Bush and the Leveling of Appalachia

The assault of the Bush administration on the ecology of Appalachia has been relentless, particularly those parts bearing seams of coal. Big Coal delivered him West Virginia in the 2000 election, and now Bush is delivering for them.

The most recent outrage involves the below-the-radar rewriting of regulations by the Office of Surface Mining (a.k.a., the federal agency that's supposed to ride herd on strip mining or mountaintop removal). The New York Times this a.m. cites a proposed rule change by OSM to allow strip miners to dump strip mine waste (former mountaintops) into adjacent streams, something that heretofore was supposed to be illegal but which strip miners were doing anyway, thanks to lax or non-existent enforcement.

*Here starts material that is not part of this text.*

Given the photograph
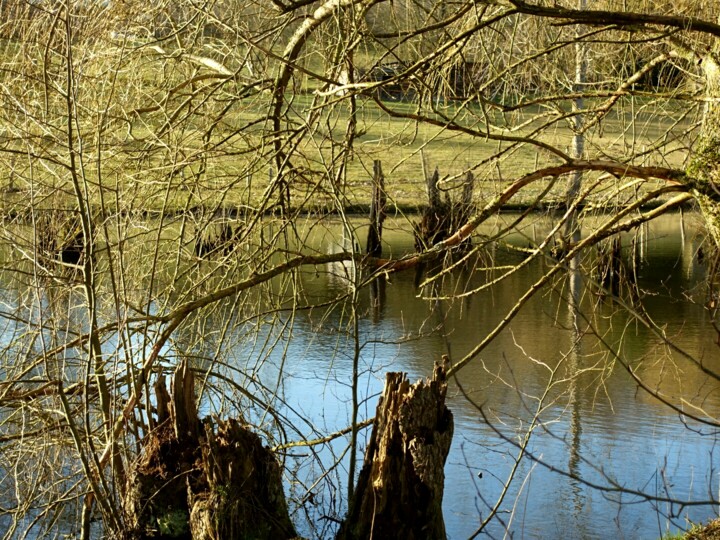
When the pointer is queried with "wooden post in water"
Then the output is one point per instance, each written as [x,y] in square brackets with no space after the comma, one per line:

The Bush-adoring coal industry also loves mountaintop removal. Why? "The process produces more coal, requires fewer employees and is less costly than other forms of mining." Big profits, Bubba, big freaking profits. And who cares about those god-forsaken hillbilly hills, anyway?

The blatant, we'll-rape-the-environment-right-in-front-of-your-face determination of this administration to pay off their corporate sponsors is just breath-taking. And after the bare mention in the print media that this is even happening -- it won't make it onto the broadcast media AT ALL -- the press will quickly go back to "interesting" topics, like "screaming Dean" ... i.e., the irrelevant stuff that keeps us all cocooned and quiescent in The Matrix.